- Church: Episcopal Church
- Diocese: Western New York
- In office: 1970–1987
- Predecessor: Lauriston L. Scaife
- Successor: David Bowman
- Other post: Assisting Bishop of New York (1989-1993)
- Previous post: Coadjutor Bishop of Western New York (1968-1970)

Orders
- Ordination: December 16, 1946 by W. Bertrand Stevens
- Consecration: February 24, 1968 by John E. Hines

Personal details
- Born: June 14, 1922 Nelson, Lancashire, England
- Died: May 5, 1994 (aged 71) Summit, New Jersey, United States
- Denomination: Episcopalian
- Parents: Harold Robinson & Mary Barrett
- Spouse: Marie A. Little (m.
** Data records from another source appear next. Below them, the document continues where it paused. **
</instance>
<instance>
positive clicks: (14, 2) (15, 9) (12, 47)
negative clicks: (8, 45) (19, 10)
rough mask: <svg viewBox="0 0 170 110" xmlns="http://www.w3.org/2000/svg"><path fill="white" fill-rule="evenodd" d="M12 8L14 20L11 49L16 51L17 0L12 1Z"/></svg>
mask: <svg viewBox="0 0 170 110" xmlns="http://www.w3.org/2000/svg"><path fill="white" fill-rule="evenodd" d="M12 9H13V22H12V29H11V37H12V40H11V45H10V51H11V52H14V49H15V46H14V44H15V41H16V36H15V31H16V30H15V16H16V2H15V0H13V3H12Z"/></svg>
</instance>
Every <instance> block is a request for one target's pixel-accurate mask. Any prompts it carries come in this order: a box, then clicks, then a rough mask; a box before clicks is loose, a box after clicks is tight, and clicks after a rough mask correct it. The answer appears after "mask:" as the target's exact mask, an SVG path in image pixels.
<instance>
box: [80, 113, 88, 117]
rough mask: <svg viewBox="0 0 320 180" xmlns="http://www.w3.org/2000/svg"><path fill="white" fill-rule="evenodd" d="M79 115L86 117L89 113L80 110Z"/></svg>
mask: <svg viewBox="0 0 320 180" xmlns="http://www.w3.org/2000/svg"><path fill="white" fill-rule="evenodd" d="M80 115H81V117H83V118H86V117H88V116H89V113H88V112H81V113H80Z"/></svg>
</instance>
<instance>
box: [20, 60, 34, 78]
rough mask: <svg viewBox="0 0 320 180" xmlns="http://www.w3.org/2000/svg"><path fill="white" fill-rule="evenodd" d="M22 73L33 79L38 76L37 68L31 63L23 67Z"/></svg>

May 17, 1952)
- Children: 4

= Harold B. Robinson =

English-American bishop

Harold Barrett Robinson (June 14, 1922 - May 5, 1994) was bishop of the Episcopal Diocese of Western New York from 1970 to 1988, and served as an assisting bishop in the Episcopal Diocese of New York from 1989 to 1993.

==Biography==
Robinson was born in 1922 in Nelson, Lancashire, England. he came to the United States as an infant United States and grew up in Los Angeles. He became an American citizen in 1945. In 1943, he graduated with a Bachelor of Arts from the University of California in 1946 from the General Theological Seminary.

He was ordained deacon in June 1946 and served as assistant in St Paul's Church in San Diego, California. He was ordained priest on December 16, 1946, by Bishop W. Bertrand Stevens of Los Angeles in St Paul's Church. He then served as rector of the same church St Paul's Church in San Diego until 1962 when he became Dean of St Paul's Cathedral in Buffalo, New York.

In October 1967, Robinson was elected Coadjutor Bishop of Western New York and was consecrated on February 24, 1968, in St Joseph's Cathedral, the Roman Catholic cathedral of Buffalo. He succeeded as diocesan bishop in June 1970. On June 4, 1977, he ordained the first three female priests of the diocese, the Reverends Judith Burrows, Sarah Rieth and Patricia Bird. He also helped incorporate the new revised 1979 Prayer Book which was used throughout the whole diocese by 1987. He retired as Bishop of Western New York in 1988 and served as Assisting Bishop of New York from 1989 to 1993. He died due to leukemia on May 5, 1994, at the Overlook Hospital in Summit, New Jersey. He was survived by his wife Marie and four daughters.